Authentic and stable isotope labelled standards (Table 1) were provided from in-house standard library of JAs: cis-OPDA, OPC-8, OPC-6, OPC-4, dn-OPDA, JA, MeJA, 9,10-dhJA, 12-OHJA, JA-Val, JA-Ile, JA-Phe and [2H5]-OPDA, [2H6]-JA, [2H2]-( − )-JA-Ile were purchased from OlChemIm Ltd. (Olomouc, Czech Republic), JA-Trp was synthetised as described in [64], 11-OHJA was kindly provided by Dr. Otto Miersch, [2H6]-( ±)-MeJA was synthesized by acetyl chloride–methanol-d4 esterification; AUXs: IAA was purchased from Sigma Aldrich (St. Louis, MO, USA), oxIAA, IAA-Asp, IAA-Glu, IAA-glc, oxIAA-glc and [13C6]-IAA, [13C6]-IAA-Asp, [13C6]-IAA-Glu were purchased from OlChemIm Ltd. (Olomouc, Czech Republic), [13C6]-oxIAA was synthesized as described in [65], [13C6]-IAA-glc, [13C6]-oxIAA-glc were synthesized as described in [66, 67]; ABAs: ABA, PA, DPA, neoPA, 7′-OHABA and [2H6]-ABA, [2H3]-PA, [2H3]-DPA, [2H3]-neoPA, [2H4]-7′-OHABA were purchased from National Research Council Canada (Saskatoon, Canada); SAs: SA and [2H4]-SA were purchased from Sigma Aldrich (St. Louis, MO, USA). Methanol, acetonitrile, formic acid, all LC–MS grade, acetic acid of gradient grade and hydrochloric acid were purchased from Sigma-Aldrich (St. Luis, MO, USA). Purified Milli-Q water from a Simplicity 185 System was used for preparation of aqueous solutions.

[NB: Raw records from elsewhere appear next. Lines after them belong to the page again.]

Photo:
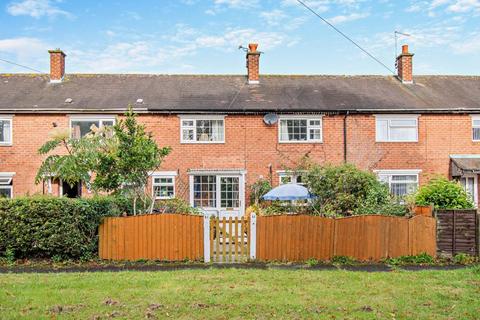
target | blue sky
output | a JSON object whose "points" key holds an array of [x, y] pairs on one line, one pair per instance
{"points": [[202, 36]]}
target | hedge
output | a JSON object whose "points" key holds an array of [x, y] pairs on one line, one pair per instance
{"points": [[58, 228]]}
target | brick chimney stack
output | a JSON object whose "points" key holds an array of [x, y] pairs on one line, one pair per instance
{"points": [[253, 64], [405, 65], [57, 65]]}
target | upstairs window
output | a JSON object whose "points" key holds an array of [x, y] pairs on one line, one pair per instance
{"points": [[202, 130], [400, 183], [81, 126], [163, 186], [5, 131], [6, 188], [296, 129], [397, 128], [476, 128]]}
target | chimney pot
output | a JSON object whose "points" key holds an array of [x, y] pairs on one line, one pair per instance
{"points": [[405, 65], [57, 65], [253, 64]]}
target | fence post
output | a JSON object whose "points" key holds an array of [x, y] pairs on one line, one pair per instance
{"points": [[206, 238], [253, 236]]}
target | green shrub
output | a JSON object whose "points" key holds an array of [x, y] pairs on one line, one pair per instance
{"points": [[46, 227], [347, 190], [422, 258], [443, 194], [175, 205], [465, 259], [343, 260]]}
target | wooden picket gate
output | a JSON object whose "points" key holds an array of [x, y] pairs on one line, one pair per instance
{"points": [[229, 240]]}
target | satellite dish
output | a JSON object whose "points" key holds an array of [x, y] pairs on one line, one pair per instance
{"points": [[270, 118]]}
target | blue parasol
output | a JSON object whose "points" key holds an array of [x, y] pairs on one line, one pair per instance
{"points": [[289, 191]]}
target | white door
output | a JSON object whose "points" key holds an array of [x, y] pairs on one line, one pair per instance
{"points": [[219, 195], [469, 183]]}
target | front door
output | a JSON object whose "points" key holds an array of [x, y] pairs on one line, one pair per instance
{"points": [[470, 184], [219, 195]]}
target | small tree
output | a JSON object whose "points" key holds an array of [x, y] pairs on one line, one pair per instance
{"points": [[347, 190], [443, 194], [114, 159]]}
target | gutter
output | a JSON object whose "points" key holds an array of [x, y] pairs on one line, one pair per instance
{"points": [[253, 112]]}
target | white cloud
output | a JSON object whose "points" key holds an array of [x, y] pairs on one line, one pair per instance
{"points": [[274, 17], [36, 9], [238, 4], [347, 18]]}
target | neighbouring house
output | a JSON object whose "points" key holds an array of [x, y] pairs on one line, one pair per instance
{"points": [[228, 131]]}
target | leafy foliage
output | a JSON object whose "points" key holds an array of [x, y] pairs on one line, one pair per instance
{"points": [[443, 194], [114, 159], [422, 258], [347, 190], [46, 227]]}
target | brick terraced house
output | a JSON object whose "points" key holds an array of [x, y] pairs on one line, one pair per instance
{"points": [[228, 131]]}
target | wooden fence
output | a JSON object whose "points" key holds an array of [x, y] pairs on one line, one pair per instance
{"points": [[372, 237], [457, 232], [167, 237]]}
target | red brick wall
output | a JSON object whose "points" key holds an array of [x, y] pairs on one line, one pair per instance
{"points": [[253, 146]]}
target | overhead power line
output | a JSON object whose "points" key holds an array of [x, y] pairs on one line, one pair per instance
{"points": [[345, 36], [20, 65]]}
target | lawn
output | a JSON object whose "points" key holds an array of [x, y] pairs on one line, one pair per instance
{"points": [[242, 294]]}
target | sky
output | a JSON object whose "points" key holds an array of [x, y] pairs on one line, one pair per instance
{"points": [[203, 36]]}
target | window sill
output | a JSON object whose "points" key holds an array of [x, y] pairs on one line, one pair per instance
{"points": [[202, 142], [301, 142]]}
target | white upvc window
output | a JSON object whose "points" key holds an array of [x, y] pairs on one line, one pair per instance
{"points": [[82, 125], [202, 129], [6, 130], [400, 182], [6, 188], [285, 177], [396, 128], [476, 128], [300, 129], [470, 183], [163, 185]]}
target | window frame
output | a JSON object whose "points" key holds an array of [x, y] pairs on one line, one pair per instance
{"points": [[390, 118], [165, 174], [475, 118], [9, 119], [196, 118], [99, 118], [293, 176], [402, 172], [308, 118]]}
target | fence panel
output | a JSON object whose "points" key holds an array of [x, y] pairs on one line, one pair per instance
{"points": [[457, 231], [369, 237], [169, 237], [294, 238]]}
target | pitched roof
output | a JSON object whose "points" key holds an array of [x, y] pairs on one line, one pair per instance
{"points": [[231, 94]]}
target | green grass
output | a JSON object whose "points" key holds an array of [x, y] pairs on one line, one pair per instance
{"points": [[242, 294]]}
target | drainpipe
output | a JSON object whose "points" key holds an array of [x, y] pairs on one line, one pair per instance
{"points": [[345, 137]]}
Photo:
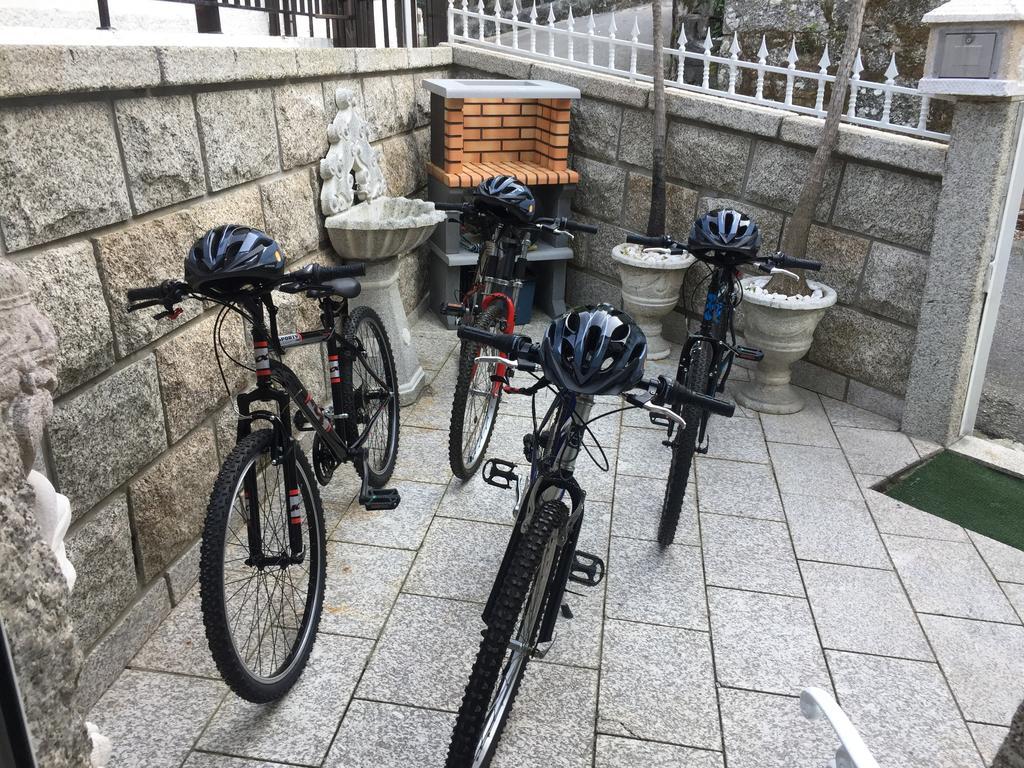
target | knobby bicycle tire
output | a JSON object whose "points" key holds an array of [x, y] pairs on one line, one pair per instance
{"points": [[684, 444], [365, 316], [214, 587], [521, 579], [491, 320]]}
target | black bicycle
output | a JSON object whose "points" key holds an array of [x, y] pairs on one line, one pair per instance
{"points": [[707, 356], [262, 564], [502, 211], [541, 557]]}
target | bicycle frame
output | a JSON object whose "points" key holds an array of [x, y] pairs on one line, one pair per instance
{"points": [[552, 471]]}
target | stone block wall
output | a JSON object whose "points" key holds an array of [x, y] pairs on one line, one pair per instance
{"points": [[113, 161], [873, 219]]}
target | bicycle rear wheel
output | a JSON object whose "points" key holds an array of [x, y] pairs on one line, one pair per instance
{"points": [[508, 641], [370, 391], [260, 608], [474, 407], [684, 444]]}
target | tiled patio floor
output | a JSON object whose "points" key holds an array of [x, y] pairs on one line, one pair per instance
{"points": [[787, 571]]}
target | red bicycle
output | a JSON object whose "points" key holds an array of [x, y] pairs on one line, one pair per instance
{"points": [[502, 210]]}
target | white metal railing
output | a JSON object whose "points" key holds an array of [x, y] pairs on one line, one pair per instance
{"points": [[562, 42]]}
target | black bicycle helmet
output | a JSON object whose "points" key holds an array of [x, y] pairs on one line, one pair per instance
{"points": [[230, 259], [507, 198], [594, 350], [725, 230]]}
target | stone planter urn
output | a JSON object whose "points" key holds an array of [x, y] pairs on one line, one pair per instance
{"points": [[376, 230], [651, 279], [782, 327]]}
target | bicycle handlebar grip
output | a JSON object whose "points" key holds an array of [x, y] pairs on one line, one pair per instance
{"points": [[643, 240], [722, 408], [579, 226], [800, 263], [144, 294]]}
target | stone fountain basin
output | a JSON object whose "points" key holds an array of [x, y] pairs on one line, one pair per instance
{"points": [[382, 227]]}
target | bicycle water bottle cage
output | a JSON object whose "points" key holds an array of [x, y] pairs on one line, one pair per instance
{"points": [[500, 473]]}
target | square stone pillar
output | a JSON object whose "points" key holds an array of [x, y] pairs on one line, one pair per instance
{"points": [[986, 84]]}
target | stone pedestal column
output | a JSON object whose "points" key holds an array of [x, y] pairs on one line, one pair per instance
{"points": [[380, 291], [975, 186]]}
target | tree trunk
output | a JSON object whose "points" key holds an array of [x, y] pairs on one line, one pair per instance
{"points": [[799, 228], [655, 221]]}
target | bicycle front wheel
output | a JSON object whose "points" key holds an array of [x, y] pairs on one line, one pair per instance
{"points": [[508, 641], [684, 445], [370, 392], [474, 407], [261, 603]]}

Plant material and growth conditions

Arabidopsis thaliana — seedlings of 10-day-old Arabidopsis thaliana ecotype ‘Col-0’ grown in vitro in Murashige and Skoog medium Petri dishes in a growth chamber at 20 °C, under long-day photoperiod (16 h light, 8 h dark) with a light intensity of 90 µmol photons m−2 s−1, were used for the optimisation of the extraction and purification protocol, method validation and determination of phytohormones in a series of matrices from different specimens.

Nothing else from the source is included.